2008: Looking Ahead
TV Technology NewsBytes wishes its readers a joyous and peaceful holiday season with some break, somehow, from their professional obligations, all while keeping the signals going 24-7.
A malfunctioning piece of time-shifting technology somehow gave us a peek at some of next December’s year-end wrap up stories. So, here’s what happened in 2008, it turns out.
January The NTIA starts accepting applications for the $40 coupons for digital-to-analog converter boxes. The FCC issues streamlined rules on broadcasters’ final DTV buildout, giving them the flexibility they’ve been asking for.
February Critics of media consolidation call for more studies on the matter.
March The writers’ strike continues, and networks find innovative and exploitative ways to come up with content. TMZ becomes the most popular show on television, spawning imitators and creating a whole nation of would-be paparazzi. At the Academy Awards, a deranged celebrity drops a cluster of F-bombs and the indecency issue is thrust into the presidential campaign.

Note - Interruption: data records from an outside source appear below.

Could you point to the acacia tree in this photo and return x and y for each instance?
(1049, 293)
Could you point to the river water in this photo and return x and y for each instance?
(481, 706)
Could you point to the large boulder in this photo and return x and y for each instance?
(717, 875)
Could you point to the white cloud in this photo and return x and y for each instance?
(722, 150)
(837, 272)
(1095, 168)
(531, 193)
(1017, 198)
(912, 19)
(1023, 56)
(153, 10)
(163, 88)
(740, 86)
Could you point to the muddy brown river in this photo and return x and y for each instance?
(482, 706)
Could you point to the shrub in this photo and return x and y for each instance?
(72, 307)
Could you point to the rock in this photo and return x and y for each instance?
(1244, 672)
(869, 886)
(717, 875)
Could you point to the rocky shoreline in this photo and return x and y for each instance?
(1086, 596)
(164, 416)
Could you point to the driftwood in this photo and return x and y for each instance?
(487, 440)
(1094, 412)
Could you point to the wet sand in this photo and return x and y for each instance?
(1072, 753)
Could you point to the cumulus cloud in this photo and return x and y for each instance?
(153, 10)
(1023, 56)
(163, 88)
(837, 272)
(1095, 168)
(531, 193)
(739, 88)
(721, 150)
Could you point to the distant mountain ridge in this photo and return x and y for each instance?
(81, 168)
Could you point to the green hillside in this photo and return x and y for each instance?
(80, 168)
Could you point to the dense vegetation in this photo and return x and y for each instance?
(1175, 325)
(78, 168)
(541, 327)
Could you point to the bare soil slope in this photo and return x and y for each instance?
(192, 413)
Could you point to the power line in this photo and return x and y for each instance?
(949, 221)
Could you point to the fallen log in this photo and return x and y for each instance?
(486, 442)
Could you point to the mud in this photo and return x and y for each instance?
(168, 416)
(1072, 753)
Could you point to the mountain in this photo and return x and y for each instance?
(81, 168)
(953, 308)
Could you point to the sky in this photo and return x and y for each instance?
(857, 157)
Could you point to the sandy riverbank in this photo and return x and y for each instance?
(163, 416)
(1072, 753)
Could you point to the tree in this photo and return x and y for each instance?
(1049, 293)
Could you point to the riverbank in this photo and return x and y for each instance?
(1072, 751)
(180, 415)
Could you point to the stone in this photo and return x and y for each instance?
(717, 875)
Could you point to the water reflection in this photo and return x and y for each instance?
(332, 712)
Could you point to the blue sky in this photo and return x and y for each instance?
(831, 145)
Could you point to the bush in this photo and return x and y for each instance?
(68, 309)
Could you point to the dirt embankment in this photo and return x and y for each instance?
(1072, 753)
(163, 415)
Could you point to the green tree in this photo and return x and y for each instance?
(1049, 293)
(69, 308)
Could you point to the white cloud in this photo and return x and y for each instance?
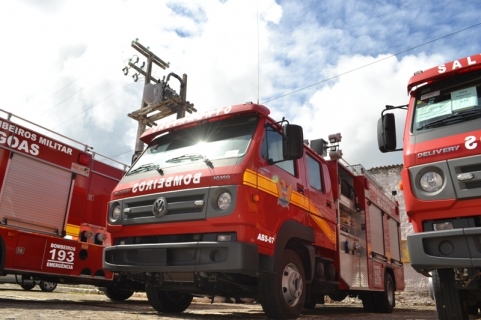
(352, 104)
(66, 58)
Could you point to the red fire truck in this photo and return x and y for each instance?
(442, 180)
(53, 205)
(232, 203)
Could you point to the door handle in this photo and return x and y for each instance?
(300, 188)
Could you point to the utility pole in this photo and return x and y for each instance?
(158, 99)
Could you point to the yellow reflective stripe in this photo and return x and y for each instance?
(267, 185)
(331, 234)
(263, 183)
(300, 200)
(72, 230)
(250, 178)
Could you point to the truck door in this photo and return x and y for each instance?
(35, 195)
(352, 235)
(321, 206)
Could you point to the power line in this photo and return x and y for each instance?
(131, 150)
(366, 65)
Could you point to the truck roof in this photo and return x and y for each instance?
(153, 132)
(445, 70)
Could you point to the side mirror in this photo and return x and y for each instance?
(135, 156)
(293, 142)
(386, 133)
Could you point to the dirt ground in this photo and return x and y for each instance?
(68, 302)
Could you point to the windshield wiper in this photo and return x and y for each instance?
(452, 118)
(192, 157)
(146, 167)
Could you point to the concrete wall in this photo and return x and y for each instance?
(389, 177)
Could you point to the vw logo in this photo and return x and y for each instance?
(160, 207)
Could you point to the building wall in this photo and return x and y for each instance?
(389, 177)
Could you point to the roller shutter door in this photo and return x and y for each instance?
(394, 239)
(35, 195)
(377, 234)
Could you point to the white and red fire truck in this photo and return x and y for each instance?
(53, 205)
(442, 180)
(232, 203)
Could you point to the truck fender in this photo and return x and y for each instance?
(303, 237)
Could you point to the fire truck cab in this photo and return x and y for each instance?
(233, 203)
(442, 180)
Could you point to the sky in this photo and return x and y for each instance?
(330, 66)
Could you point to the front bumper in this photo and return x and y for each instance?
(456, 248)
(228, 257)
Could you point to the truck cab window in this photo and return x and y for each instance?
(272, 149)
(314, 173)
(443, 106)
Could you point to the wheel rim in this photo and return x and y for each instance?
(292, 285)
(390, 292)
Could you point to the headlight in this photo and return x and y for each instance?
(439, 226)
(431, 181)
(224, 200)
(115, 213)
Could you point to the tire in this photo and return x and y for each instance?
(311, 304)
(167, 301)
(27, 286)
(47, 286)
(116, 294)
(368, 302)
(283, 296)
(448, 301)
(386, 301)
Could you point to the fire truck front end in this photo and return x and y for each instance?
(185, 219)
(442, 181)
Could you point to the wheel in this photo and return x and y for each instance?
(448, 302)
(116, 294)
(385, 301)
(167, 301)
(368, 301)
(47, 286)
(472, 310)
(283, 296)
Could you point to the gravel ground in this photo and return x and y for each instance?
(85, 302)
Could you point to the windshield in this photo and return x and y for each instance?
(229, 138)
(445, 105)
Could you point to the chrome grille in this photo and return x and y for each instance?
(180, 205)
(467, 188)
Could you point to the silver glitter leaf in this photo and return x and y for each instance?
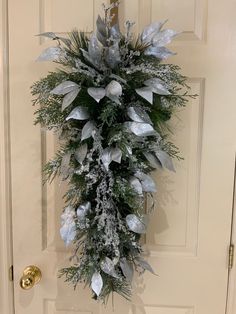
(65, 162)
(68, 227)
(65, 88)
(165, 160)
(140, 129)
(95, 51)
(96, 93)
(136, 185)
(113, 90)
(83, 210)
(145, 265)
(97, 283)
(116, 154)
(111, 154)
(107, 266)
(148, 185)
(159, 52)
(50, 54)
(146, 93)
(154, 162)
(78, 113)
(164, 37)
(150, 30)
(138, 115)
(69, 98)
(157, 86)
(113, 55)
(136, 224)
(127, 269)
(88, 130)
(81, 153)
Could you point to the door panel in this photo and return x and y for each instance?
(189, 232)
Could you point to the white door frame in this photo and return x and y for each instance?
(6, 286)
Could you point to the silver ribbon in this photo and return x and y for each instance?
(50, 54)
(88, 130)
(114, 91)
(107, 266)
(83, 210)
(136, 185)
(146, 93)
(81, 152)
(68, 227)
(97, 283)
(96, 93)
(136, 224)
(150, 31)
(78, 113)
(113, 57)
(145, 265)
(65, 88)
(164, 37)
(127, 269)
(140, 129)
(148, 185)
(138, 115)
(159, 52)
(157, 86)
(165, 160)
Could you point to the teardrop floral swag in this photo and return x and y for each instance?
(110, 104)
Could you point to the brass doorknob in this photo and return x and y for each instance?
(31, 276)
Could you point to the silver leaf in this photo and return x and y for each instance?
(81, 153)
(138, 115)
(65, 88)
(106, 158)
(69, 98)
(127, 269)
(145, 265)
(140, 129)
(113, 55)
(146, 93)
(136, 224)
(50, 54)
(159, 52)
(164, 37)
(64, 169)
(148, 185)
(83, 210)
(115, 32)
(150, 30)
(68, 227)
(94, 50)
(114, 89)
(97, 283)
(88, 130)
(116, 154)
(108, 267)
(157, 86)
(136, 185)
(79, 113)
(154, 162)
(165, 160)
(96, 93)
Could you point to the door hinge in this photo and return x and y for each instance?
(11, 274)
(231, 256)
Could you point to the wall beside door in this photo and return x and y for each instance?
(6, 286)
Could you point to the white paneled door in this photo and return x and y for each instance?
(189, 232)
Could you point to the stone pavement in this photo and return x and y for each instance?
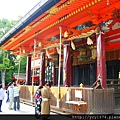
(24, 109)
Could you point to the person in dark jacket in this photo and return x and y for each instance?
(38, 100)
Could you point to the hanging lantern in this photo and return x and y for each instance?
(66, 34)
(72, 45)
(89, 41)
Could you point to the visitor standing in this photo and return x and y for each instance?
(11, 95)
(38, 100)
(45, 106)
(1, 96)
(16, 97)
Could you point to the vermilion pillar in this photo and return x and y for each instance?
(67, 66)
(42, 69)
(54, 75)
(28, 71)
(101, 60)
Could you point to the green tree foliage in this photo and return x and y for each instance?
(22, 61)
(7, 60)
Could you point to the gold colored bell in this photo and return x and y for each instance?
(81, 85)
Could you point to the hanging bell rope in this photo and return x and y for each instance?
(19, 67)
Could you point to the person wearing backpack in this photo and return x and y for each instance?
(38, 100)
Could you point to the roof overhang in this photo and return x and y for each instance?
(43, 21)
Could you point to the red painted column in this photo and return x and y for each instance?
(101, 59)
(67, 71)
(42, 69)
(28, 71)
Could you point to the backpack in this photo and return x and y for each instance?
(36, 95)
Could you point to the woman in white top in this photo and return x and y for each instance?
(1, 96)
(16, 97)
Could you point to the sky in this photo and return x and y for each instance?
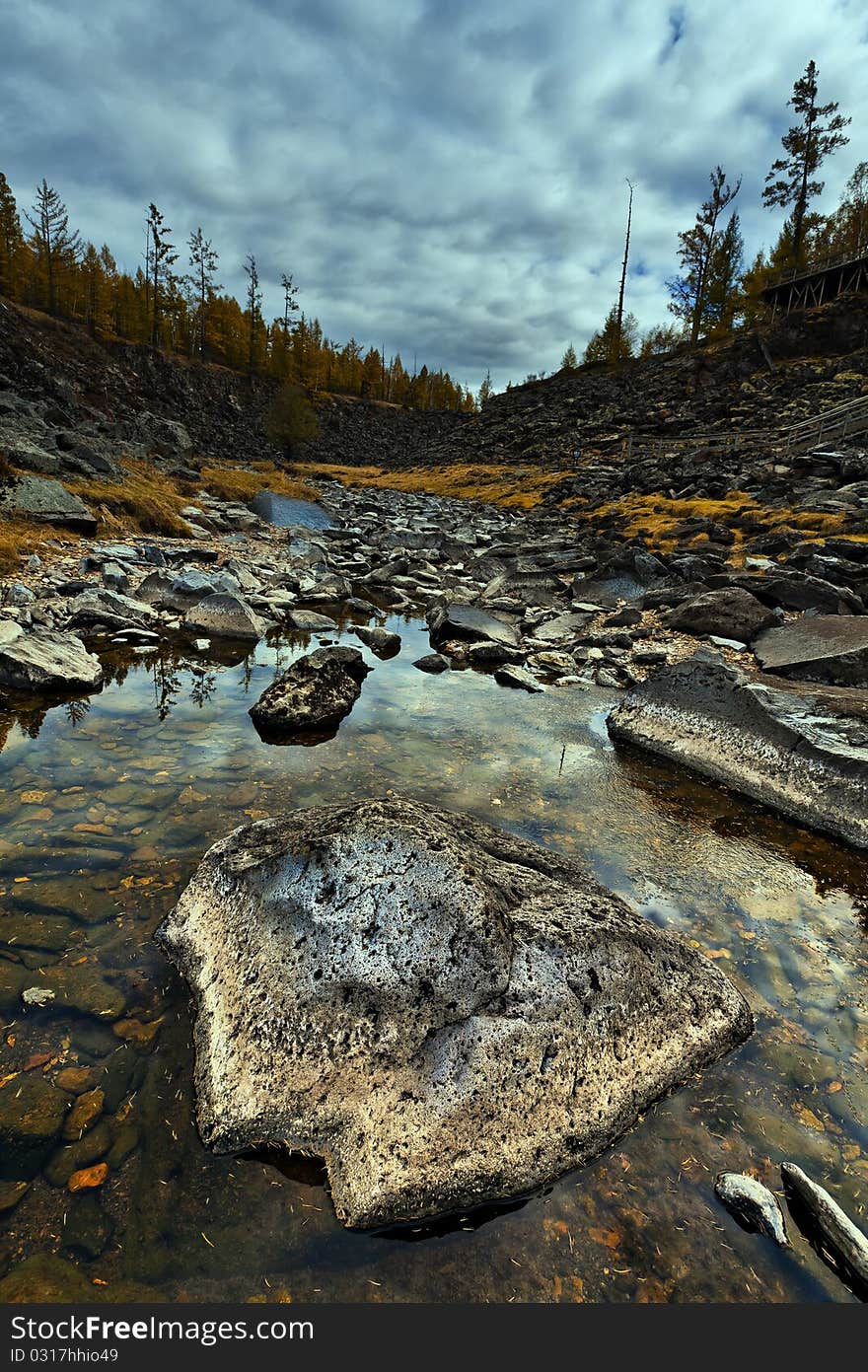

April At The NAB Show, broadcasters figure the industry can be saved with a new technology that beams ads directly into the brains of home viewers, even when their TVs are off.
May Fighting to keep his status as Republican frontrunner, Mike Huckabee calls John McCain weak on indecency. FCC Chairman Kevin Martin wakes up in the middle of the night and thinks of three new ways to regulate cable that none of us even thought of before.
June A federal court remands the newspaper-ownership cross-ownership ban back to the FCC, saying that the tests to approve a merger are too easily gamed by clever lawyers.
July Critics of media consolidation call for more studies on the matter.
August The FCC issues rules allowing unlicensed mobile devices in the DTV white space. Microsoft and Google compare the day to the first Moon landing and Archimedes discovering the telescope.
September Confused by a bombardment of messages about DTV, consumers decide to wait till February 2009 just to see if they really lose free analog TV.
October Broadcasters frantically create new Web sites and crank out new multicast channels, just to have more places to sell political ads.
November In an election shocker, the anti-Establishment ticket of Ron Paul and Mike Gravel trounces both the Clinton-Biden ticket and the Republican offering of Alan Keyes and Duncan Hunter.
December Second-generation, fun-styled digital-to-analog converter boxes are the surprise holiday gift blockbuster. President-elect Paul says he wants to disband the FCC and have no RF licenses—just a free-market, strongest-signal-wins free-for-all.
Let’s hope some of these aren’t quite right.